If you are like millions of Americans buying into the dream of home ownership, today begins a new era, as landmark changes go into place that will ostensibly fuel lower commissions paid by consumers. This is not small potatoes we’re talking about here, but serious cash that can be saved at the closing table by sellers across the land. So how did we get here? The rules were agreed to by the National Association of Realtors, as part of a $418 million settlement into antitrust claims. The rules are designed to transform the way Realtors get paid and who pays them. The changes have just started and the affects could be profound.
Anyone who has every sold a home knows how painful the expenses are associated with a real estate closing, especially the gut punch of Realtor fees. One typically shells out 6% of the sale price, regardless of home value or effort put forth. Thus, the seller of a $100,000 home would pay $6,000 in commissions, and the seller of a $1,000,000 would pay $60,000, for often times performing very similar work. It’s always been the saying in the real estate business that you either list or parish, meaning it’s tough to make it being strictly on the buy side, or representing home buyers. Now the situation is even more tenuous.
The seller in the past would pay not only the commission for his broker, but would also pick up the tab for the buyers broker. This is where the crux of the issue was, and where the changes are most likely to be draconian. As mentioned, today is the first day the court has mandated that changes take place, but certain states have already begun transitioning into the new models. Thus far, it’s been everything from the status quo to commissions being cut in half. The graphic below depicts the old model.
Agents will try to push back on the changes as one might expect. New sellers may hear that an agent or firm won’t work with them to list their property unless they execute an agreement for 6%. In some situations it may make sense to work with an experienced firm that knows the market you are selling in. Particular if it’s a slow market or if your home is particularly challenging to sell. One suspects that the market around real estate commissions will become much more efficient as we go into the early and later innings of these mandated changes. New models will be rolled out on the buy side that will undercut the old model of a buyer’s agent receiving a 3% fee from the seller. Just as there is an efficient market hypothesis in finance, which says that all known information is immediately factored into the price of a stock or security, the real estate market will also become more efficient. My guess is that only a small number of people actually know these changes are transpiring. Over time, once individuals in mass realize the substantial savings available, new pricing models will drive the commission structure event lower.
As the chart above shows, the system on the buyer’s side is now highly negotiable. According to the NAR, buyers must now sign a legally binding representation agreement with their agent before they can begin touring homes together. This may be daunting to many, signing an agreement that is in essence open ended. According to Norm Miller, professor emeritus of real estate at the University of San Diego, “The idea is if buyers are aware that they can negotiate commissions and that if they, in fact, do pay them, not the seller, it might create a more completive market and possibly a menu of services in the future that would be more comparable to other developed countries.”
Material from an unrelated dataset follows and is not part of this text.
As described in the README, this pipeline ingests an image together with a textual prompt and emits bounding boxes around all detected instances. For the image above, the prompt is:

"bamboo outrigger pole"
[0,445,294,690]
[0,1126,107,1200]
So we see that this is a big win for home owners, and probably a big gut punch for many real estate agents and smaller firms. With that said, what does this do, if anything, to pricing in the overall market? First and foremost, it is reality that interest rates have the biggest impact on the market and pricing in general. We’ve seen direct results of this over the past several years as mortgage rates climbed with Fed hikes and inflation to hit multi-decade highs. Aside from mortgage rates, it’s likely that the bigger players in the market, i.e. Re/Max, Coldwell Banker et al will at some point compete on price, forcing others to lower costs or perish. Experts have been slow in making comparisons to the securities brokerage firms, travel agencies, etc., who all were forced, not by proxy, but by the efficient market, to lower or eliminate commissions and change the model to profit elsewhere. It’s not if this is going to happen in real estate, the only question is when.